Though I don't want to make unwarranted assumptions here, I've worked with a lot of people from India in high tech in the past 25 years, so this sounds familiar.
He simply cannot allow me to live my own life simply because he sees me as a 'damaged person' while at the same time believing that I have extraordinary potential and capability far surpassing anyone. I guess this is an example of the extremes which a BPD individual sees things in. He feels he is the perfect person to lead me into the future and now my only goal is to remain connected to him with the bond of a father and son (though it is a 20 year old me treating him as a 5 year old) but to be independant of his influence.
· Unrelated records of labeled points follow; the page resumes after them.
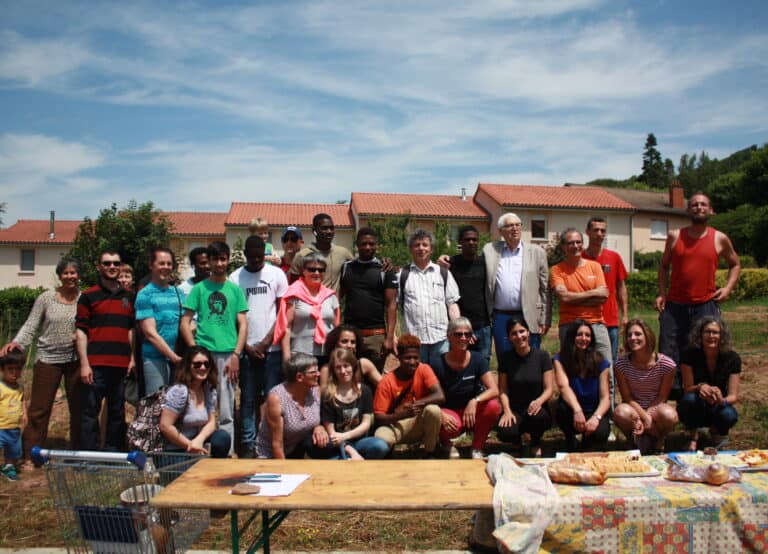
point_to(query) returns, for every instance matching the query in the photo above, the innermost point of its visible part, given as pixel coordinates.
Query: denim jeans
(483, 342)
(694, 412)
(226, 394)
(157, 373)
(108, 382)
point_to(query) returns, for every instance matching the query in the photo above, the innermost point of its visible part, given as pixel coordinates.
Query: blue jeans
(695, 413)
(428, 352)
(254, 374)
(676, 321)
(108, 382)
(613, 334)
(10, 444)
(157, 373)
(370, 448)
(500, 337)
(483, 343)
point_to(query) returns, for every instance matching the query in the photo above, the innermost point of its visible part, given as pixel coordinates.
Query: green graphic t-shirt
(216, 306)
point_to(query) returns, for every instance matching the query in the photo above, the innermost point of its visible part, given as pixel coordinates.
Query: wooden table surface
(336, 485)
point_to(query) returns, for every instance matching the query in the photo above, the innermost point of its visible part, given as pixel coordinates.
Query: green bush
(643, 286)
(648, 260)
(15, 305)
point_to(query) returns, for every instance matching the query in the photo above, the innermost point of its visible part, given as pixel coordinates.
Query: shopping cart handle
(41, 455)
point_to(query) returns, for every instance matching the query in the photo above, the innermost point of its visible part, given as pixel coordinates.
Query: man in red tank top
(692, 253)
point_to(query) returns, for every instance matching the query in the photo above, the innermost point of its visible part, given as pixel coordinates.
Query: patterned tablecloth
(651, 514)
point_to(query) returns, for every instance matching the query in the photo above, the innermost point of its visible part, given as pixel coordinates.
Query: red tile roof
(35, 231)
(281, 214)
(540, 196)
(197, 223)
(426, 205)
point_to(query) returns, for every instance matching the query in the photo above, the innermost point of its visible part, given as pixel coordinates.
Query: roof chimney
(676, 197)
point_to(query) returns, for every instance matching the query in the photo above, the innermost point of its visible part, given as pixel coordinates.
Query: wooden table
(333, 485)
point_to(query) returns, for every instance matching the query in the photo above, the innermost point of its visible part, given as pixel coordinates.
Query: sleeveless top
(297, 423)
(694, 262)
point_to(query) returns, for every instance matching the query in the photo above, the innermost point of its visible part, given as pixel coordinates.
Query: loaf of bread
(569, 474)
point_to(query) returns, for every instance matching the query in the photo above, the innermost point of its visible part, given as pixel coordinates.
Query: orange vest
(694, 262)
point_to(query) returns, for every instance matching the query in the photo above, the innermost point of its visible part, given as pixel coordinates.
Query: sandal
(693, 445)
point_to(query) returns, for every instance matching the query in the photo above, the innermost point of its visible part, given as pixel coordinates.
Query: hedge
(15, 305)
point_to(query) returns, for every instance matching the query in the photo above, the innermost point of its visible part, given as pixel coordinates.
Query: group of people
(316, 379)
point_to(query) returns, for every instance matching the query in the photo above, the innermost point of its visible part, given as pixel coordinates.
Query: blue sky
(194, 105)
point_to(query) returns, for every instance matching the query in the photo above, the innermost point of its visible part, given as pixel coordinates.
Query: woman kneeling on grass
(292, 423)
(582, 376)
(188, 419)
(644, 379)
(470, 391)
(347, 412)
(710, 370)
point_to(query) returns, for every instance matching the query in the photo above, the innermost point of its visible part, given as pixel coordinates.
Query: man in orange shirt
(580, 285)
(406, 403)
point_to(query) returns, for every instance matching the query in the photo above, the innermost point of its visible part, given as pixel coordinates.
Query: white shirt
(509, 279)
(425, 302)
(263, 290)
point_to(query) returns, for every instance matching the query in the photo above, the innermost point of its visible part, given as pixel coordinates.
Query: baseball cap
(292, 229)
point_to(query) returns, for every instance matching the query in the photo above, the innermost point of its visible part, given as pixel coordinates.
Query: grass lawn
(30, 520)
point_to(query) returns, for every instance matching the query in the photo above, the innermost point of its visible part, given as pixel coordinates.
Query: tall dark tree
(653, 173)
(130, 232)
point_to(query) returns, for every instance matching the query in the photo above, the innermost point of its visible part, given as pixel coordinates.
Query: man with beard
(222, 327)
(104, 336)
(335, 255)
(689, 294)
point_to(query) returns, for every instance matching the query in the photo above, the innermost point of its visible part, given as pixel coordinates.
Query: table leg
(235, 532)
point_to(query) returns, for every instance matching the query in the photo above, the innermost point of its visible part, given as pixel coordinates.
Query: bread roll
(717, 474)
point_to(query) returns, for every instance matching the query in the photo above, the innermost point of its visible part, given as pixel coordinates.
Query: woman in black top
(526, 383)
(710, 370)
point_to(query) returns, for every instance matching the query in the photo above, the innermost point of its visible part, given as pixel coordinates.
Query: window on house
(27, 260)
(658, 229)
(538, 228)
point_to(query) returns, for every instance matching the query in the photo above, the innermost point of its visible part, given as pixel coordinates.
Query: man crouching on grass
(406, 403)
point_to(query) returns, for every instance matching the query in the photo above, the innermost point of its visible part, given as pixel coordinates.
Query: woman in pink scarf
(308, 311)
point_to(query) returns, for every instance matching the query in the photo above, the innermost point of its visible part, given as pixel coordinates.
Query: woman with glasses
(470, 390)
(711, 376)
(53, 317)
(582, 376)
(291, 426)
(188, 419)
(526, 383)
(308, 311)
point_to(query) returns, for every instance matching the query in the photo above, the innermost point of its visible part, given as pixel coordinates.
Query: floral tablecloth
(652, 514)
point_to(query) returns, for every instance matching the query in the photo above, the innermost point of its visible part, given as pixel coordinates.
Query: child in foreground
(13, 412)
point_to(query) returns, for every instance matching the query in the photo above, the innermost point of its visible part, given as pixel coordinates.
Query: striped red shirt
(106, 317)
(645, 383)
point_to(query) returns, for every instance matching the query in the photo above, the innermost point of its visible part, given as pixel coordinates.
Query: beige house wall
(641, 230)
(44, 274)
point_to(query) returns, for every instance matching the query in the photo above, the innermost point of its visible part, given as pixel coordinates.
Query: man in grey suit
(517, 281)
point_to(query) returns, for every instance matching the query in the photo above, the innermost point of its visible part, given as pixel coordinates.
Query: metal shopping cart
(102, 501)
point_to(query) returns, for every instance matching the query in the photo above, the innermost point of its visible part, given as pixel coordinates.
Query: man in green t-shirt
(222, 327)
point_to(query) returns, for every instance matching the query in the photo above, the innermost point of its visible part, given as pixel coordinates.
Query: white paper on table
(287, 484)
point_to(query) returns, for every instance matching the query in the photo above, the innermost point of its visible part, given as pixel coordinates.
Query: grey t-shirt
(192, 419)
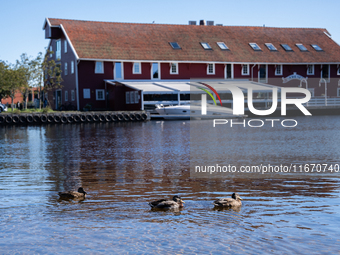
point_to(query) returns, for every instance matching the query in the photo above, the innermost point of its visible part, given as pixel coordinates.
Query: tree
(51, 73)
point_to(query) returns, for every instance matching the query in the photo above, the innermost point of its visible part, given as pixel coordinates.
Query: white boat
(187, 111)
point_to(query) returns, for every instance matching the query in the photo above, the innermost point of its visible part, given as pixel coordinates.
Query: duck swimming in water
(175, 203)
(81, 194)
(234, 201)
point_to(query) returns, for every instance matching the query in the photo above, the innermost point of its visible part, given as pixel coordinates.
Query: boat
(193, 111)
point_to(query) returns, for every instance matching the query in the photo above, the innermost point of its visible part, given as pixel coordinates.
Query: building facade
(96, 58)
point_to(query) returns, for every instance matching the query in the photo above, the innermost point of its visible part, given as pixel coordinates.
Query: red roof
(150, 42)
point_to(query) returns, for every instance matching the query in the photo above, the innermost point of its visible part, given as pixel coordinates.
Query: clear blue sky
(22, 21)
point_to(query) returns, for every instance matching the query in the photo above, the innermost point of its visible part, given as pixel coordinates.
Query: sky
(21, 21)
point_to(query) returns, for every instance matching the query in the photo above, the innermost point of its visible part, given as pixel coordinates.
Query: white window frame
(86, 93)
(97, 94)
(281, 70)
(329, 73)
(99, 67)
(208, 68)
(310, 73)
(232, 72)
(65, 46)
(58, 50)
(159, 71)
(121, 69)
(242, 70)
(171, 68)
(73, 97)
(135, 64)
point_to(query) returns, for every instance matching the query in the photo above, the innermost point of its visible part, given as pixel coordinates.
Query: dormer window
(301, 47)
(222, 46)
(286, 47)
(255, 46)
(205, 46)
(316, 47)
(175, 45)
(271, 47)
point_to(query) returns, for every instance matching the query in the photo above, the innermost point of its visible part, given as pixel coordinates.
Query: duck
(175, 203)
(80, 194)
(234, 201)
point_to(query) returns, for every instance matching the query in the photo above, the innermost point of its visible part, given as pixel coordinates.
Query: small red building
(98, 57)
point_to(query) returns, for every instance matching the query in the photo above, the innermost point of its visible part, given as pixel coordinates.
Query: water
(122, 166)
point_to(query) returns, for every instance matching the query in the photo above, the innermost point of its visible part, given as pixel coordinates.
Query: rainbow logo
(213, 90)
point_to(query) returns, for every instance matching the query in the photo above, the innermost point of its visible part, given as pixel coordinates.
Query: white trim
(121, 68)
(100, 90)
(213, 67)
(140, 68)
(159, 71)
(65, 46)
(313, 69)
(258, 75)
(204, 62)
(69, 42)
(281, 70)
(97, 70)
(242, 73)
(171, 71)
From what I understand, what I highlighted might be a hard thing from which to detach. That you wanting to do so is good, but there is a fine line here where it may cross into disrespect from his point-of-view, yes?
It sounds like you love him a lot, as you say, but are struggling not only to assert independence, but also to get him help. Two issues here, intertwined.
just wanna KNOW if there is any hope of him even going for a single goddamn psych eval or is he actually smart enough to know that something is wrong with him and is afraid of that being validated. Do I create a supporting environment for him so he doesn't get wary of it? I have no clue. I do know that until someone tells him that he needs healing, he won't improve in any way.
This may be, and he may be hiding behind pride. At the core of BPD is a sense of shame: "I'm a bad person, not worth loving." If there are narcissistic tendencies, they may manifest differently than BPD, but the core feelings are the same.
I posted this from a doctor who is working on changing the ways in which family courts deal with parental alienation, but he gives a good, top-level summary of borderline and narcissistic pathologies:
https://bpdfamily.com/message_board/index.php?topic=310385.msg12875854#msg12875854Childress talks about "the abused or neglected child all grown up."
It may be hard to think of parents on this way (my mother is both), and I don't know your father's family history, but it may be a good baseline from which to start, at least to attempt to understand where he's coming from. My mother shared her history with me. I don't know if your father would be so willing. What do you know of your family on his side, any clues?